General Introduction
Aphrodite Engine is the official backend engine for PygmalionAI, designed to provide an inference endpoint for PygmalionAI sites and support rapid deployment of Hugging Face compatible models. The engine leverages vLLM's Paged Attention technology to enable efficient K/V management and sequential batch processing, which significantly improves inference speed and memory utilization.Aphrodite Engine supports multiple quantization formats and distributed inference for a wide range of modern GPU and TPU devices.
Function List
- Continuous Batch Processing: Efficiently handle multiple requests and improve inference speed.
- Paged Attention: Optimize K/V management to improve memory utilization.
- CUDA-optimized kernel: Improving inference performance.

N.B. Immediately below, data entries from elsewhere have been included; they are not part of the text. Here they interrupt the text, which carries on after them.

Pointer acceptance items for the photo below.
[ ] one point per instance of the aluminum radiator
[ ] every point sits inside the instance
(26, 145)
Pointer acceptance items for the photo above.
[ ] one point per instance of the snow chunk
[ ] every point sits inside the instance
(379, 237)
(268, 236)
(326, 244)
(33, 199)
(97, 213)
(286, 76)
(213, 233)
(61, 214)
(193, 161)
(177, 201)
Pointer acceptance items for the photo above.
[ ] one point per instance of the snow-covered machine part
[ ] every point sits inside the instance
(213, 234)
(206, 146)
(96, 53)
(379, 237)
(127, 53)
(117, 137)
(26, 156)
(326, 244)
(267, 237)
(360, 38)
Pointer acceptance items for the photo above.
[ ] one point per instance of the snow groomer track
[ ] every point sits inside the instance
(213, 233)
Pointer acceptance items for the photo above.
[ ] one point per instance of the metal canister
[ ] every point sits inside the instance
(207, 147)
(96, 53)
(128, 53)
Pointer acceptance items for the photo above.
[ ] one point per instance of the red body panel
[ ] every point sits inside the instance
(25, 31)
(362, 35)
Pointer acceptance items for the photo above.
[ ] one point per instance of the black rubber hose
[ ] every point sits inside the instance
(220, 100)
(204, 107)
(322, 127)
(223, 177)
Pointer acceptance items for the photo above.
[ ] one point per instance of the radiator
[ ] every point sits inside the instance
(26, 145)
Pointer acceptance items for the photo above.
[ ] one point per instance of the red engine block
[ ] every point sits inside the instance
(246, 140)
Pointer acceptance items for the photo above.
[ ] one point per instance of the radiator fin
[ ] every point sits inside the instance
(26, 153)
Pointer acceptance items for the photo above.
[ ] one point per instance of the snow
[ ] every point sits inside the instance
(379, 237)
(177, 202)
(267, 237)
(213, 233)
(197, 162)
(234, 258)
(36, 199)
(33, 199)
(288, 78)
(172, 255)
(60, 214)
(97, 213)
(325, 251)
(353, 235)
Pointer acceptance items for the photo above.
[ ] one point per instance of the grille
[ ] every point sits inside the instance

- Quantitative support: Supports multiple quantization formats such as AQLM, AWQ, Bitsandbytes, etc.
- distributed inference: Supports 8-bit KV cache for high context length and high throughput requirements.
- Multi-device support: Compatible with NVIDIA, AMD, Intel GPUs and Google TPUs.
- Docker Deployment: Provide Docker images to simplify the deployment process.
- API compatible: Supports OpenAI-compatible APIs for easy integration into existing systems.
Using Help
Installation process
- Installation of dependencies::
- Make sure that Python versions 3.8 to 3.12 are installed on your system.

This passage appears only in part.